Robert Bruno, a professor of labor and employment relations at the University of Illinois at Chicago, said earnings in newer manufacturing jobs "are not poverty wages, but they are not middle class. If the jobs don't pay sufficiently better, sadly, it will turn the manufacturing sector into another low-wage market, and we already have many of those."

With more than 12.5 million people in the U.S. unemployed, some politicians push manufacturing as an answer to the nation's economic woes, suggesting that bringing back factory jobs from overseas represents a return to greater prosperity. Gary Pisano, a professor of business administration at Harvard Business School and co-author of "Producing Prosperity: Why America Needs a Manufacturing Renaissance," is skeptical of that approach.

"The idea that we will employ a large share of workers in manufacturing again is not going to happen," Pisano said, adding that the days when manufacturing provided a good living for people with little more than a high school education are gone because the U.S. cannot compete with wages paid in developing countries.

Pisano said the country needs a policy aimed at spurring research and development that will produce better-paying, highly skilled manufacturing jobs. The drawback, he said, is such jobs will be small in number.

Meanwhile, factory wages could fall further, predicts Howard Wial, executive director of the Center for Urban Economic Development and a nonresident senior fellow at the Brookings Institution. Historically, Wial said, unionized workers have accepted concessions in bad economic times by counting on getting something back during good years. But that's no longer necessarily true. A case in point is the recent agreement between Carterpillar, enjoying record profits, and machinists at a plant in Joliet.

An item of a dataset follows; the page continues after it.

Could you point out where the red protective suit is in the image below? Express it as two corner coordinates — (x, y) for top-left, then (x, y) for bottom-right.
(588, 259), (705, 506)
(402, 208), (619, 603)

In mid-August, after machinists had been striking for 3 1/2 months, the union approved a contract that calls for a one-time 3 percent wage increase for workers hired after May 2005 at a reduced hourly pay, while freezing wages of those hired before that date who were on higher pay scales. The agreement, Wial said, may set the groundwork for companies to demand concessions from workers even while they are reaping robust profits.